Но она ушла; я
сам настоял на нашей разлуке и теперь даже не знал, где она. В первом же порыве добродетельного безумия я навсегда вырвал ее из моей жизни!
Так мне казалось, когда я, никем не видимый, лежал во мраке, призывая Нетти, и рыдал, прильнув лицом к земле, рыдал, когда повсюду
разгуливали веселые люди, а расстилавшийся дым костров, словно облако, заволакивал далекие звезды, и красные отблески огня, смешиваясь с тенями
и яркими искрами, плясали и переливались по всему миру.

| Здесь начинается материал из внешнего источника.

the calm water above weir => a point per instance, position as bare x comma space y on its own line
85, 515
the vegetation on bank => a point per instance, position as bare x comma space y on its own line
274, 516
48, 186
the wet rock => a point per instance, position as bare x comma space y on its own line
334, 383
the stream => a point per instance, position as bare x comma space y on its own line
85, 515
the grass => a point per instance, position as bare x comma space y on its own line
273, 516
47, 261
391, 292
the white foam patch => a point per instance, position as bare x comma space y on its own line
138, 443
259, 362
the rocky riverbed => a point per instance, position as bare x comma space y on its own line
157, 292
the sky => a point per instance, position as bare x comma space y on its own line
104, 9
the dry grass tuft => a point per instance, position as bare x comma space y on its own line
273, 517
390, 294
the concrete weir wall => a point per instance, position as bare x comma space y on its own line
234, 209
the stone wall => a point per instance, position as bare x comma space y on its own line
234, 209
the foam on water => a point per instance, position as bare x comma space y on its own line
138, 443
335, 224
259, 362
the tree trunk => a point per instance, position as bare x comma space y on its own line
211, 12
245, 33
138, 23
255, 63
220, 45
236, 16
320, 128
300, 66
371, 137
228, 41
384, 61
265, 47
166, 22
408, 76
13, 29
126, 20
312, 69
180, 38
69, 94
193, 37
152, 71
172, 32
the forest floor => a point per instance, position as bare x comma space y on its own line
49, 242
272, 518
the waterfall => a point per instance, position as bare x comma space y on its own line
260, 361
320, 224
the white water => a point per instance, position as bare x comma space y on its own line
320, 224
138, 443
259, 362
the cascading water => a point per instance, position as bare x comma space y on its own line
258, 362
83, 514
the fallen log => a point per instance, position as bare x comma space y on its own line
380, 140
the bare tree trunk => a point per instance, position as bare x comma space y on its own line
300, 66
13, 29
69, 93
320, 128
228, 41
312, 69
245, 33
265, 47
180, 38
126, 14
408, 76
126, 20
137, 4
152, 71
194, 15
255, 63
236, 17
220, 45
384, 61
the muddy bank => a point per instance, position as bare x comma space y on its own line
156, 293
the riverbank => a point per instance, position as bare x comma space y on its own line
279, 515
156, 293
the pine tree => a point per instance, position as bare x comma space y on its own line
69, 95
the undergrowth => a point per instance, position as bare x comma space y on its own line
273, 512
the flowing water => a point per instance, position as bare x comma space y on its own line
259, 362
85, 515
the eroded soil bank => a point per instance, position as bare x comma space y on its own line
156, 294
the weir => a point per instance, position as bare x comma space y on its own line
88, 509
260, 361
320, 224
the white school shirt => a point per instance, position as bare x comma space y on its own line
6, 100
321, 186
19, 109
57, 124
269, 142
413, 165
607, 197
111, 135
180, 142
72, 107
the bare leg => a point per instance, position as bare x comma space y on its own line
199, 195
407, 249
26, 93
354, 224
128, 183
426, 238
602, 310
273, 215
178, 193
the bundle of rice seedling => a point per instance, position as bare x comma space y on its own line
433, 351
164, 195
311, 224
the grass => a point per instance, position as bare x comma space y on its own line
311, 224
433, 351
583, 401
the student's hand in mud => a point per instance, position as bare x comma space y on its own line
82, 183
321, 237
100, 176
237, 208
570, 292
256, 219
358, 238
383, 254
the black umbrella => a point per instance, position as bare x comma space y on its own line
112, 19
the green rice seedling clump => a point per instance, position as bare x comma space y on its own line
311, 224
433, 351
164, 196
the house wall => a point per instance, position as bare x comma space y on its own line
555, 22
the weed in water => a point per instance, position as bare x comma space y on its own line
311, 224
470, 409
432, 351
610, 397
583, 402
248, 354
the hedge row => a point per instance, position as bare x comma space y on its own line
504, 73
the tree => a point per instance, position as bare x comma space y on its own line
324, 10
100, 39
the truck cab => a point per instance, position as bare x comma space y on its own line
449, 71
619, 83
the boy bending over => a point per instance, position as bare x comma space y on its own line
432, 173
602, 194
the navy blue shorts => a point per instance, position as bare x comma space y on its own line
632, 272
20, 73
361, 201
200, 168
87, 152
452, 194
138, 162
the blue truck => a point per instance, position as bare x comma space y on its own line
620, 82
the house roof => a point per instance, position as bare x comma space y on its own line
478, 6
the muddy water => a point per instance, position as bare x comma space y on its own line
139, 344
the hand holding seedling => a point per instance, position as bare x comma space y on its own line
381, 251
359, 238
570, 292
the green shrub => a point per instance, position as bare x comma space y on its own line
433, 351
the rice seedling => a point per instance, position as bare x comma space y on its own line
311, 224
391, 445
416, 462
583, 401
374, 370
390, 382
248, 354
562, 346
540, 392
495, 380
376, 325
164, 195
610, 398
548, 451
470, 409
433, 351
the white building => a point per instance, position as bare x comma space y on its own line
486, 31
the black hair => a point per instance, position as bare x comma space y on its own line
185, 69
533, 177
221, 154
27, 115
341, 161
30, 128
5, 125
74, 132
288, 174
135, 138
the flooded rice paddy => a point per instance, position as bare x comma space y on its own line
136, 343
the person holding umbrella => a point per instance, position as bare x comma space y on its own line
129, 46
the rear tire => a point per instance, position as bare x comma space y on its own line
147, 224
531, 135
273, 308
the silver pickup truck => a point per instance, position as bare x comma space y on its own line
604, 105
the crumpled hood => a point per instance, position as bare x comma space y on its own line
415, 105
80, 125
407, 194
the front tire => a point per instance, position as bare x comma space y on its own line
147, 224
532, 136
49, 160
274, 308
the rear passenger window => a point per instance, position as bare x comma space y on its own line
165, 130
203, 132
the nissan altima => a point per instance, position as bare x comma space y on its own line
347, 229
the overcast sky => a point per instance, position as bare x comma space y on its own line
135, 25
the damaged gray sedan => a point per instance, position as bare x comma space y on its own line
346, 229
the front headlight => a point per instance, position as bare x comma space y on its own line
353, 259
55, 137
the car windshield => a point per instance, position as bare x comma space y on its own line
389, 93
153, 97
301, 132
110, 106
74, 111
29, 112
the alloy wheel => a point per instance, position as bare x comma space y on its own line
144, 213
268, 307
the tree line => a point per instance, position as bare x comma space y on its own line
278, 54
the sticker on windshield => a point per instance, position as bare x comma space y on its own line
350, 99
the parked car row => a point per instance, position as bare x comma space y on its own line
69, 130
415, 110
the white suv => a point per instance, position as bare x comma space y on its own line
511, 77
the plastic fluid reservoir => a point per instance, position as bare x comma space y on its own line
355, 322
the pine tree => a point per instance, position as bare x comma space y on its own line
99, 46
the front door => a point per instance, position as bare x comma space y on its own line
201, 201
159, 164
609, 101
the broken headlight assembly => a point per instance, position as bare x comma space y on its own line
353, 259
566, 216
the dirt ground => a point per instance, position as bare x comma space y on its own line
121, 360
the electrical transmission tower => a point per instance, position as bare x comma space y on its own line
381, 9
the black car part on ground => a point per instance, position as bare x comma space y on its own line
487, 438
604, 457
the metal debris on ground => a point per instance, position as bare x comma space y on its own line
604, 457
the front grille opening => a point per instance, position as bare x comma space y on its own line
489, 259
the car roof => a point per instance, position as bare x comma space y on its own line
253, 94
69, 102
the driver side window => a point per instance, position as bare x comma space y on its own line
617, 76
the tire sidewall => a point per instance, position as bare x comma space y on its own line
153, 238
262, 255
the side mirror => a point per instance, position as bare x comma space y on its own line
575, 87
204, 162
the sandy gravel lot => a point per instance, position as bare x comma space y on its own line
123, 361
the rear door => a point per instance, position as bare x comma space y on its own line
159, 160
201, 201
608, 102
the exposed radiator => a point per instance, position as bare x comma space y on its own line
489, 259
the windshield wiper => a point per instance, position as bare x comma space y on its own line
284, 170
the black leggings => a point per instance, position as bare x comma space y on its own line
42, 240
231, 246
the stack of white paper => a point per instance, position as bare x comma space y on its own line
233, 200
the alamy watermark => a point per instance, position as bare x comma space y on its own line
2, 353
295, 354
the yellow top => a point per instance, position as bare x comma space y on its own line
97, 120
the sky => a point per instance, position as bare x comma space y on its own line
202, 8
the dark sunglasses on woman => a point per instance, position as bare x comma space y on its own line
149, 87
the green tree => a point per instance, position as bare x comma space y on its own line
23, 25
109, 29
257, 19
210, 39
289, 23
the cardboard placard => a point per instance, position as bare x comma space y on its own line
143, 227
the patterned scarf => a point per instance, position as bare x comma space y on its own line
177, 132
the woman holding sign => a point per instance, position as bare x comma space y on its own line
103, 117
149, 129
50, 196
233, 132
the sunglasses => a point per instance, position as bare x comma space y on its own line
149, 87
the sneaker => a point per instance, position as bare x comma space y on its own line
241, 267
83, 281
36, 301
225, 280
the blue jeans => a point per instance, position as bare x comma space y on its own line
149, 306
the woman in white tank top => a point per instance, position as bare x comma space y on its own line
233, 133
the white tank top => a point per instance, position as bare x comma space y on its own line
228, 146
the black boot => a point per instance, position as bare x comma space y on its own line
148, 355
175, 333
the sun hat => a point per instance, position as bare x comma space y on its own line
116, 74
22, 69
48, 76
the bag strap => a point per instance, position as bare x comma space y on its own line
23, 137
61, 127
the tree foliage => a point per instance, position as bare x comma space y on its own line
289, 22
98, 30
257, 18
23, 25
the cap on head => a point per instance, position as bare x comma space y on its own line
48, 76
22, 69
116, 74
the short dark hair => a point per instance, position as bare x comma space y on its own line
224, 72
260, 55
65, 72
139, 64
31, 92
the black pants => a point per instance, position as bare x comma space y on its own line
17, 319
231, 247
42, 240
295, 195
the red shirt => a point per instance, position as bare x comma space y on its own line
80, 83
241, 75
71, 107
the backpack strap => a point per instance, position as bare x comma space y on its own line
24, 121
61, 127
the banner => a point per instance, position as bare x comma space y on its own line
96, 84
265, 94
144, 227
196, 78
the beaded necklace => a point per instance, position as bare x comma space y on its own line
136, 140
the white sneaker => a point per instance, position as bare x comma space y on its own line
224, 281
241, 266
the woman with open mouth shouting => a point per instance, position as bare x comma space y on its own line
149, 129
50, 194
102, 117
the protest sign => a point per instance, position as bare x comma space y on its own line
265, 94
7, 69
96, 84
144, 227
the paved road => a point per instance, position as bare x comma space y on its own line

Нет, Перемена освободила нас только от пошлых страстей, от чисто физического сладострастия, от низких помыслов и грубых причуд, но от любви
она нас не освободила. Она дала еще большую власть эросу. И в ту ночь я, отвергший его, расплачивался слезами и муками за свою вину перед ним...
Не помню уж, как я встал, как бесцельно блуждал между полуночными огнями, избегая смеющихся и веселых людей, целыми толпами направлявшихся
домой между тремя и четырьмя часами утра, очищенных и обновленных, чтобы начать новую жизнь. Но на заре, когда пепел праздничных огней остыл -
было холодно, и я дрожал в моей тонкой, летней одежде, - я прошел через поля к рощице, где виднелась масса темно-синих гиацинтов; во всем этом
мелькнуло что-то знакомое, и я остановился в недоумении. Затем я невольно сделал несколько шагов в сторону: изуродованное дерево сразу
воскресило былые воспоминания. Да, это то самое место! Тут я стоял, там повесил свой старый бумажный змей и принялся обучаться стрельбе из
револьвера, подготовляясь к встрече с Верролом.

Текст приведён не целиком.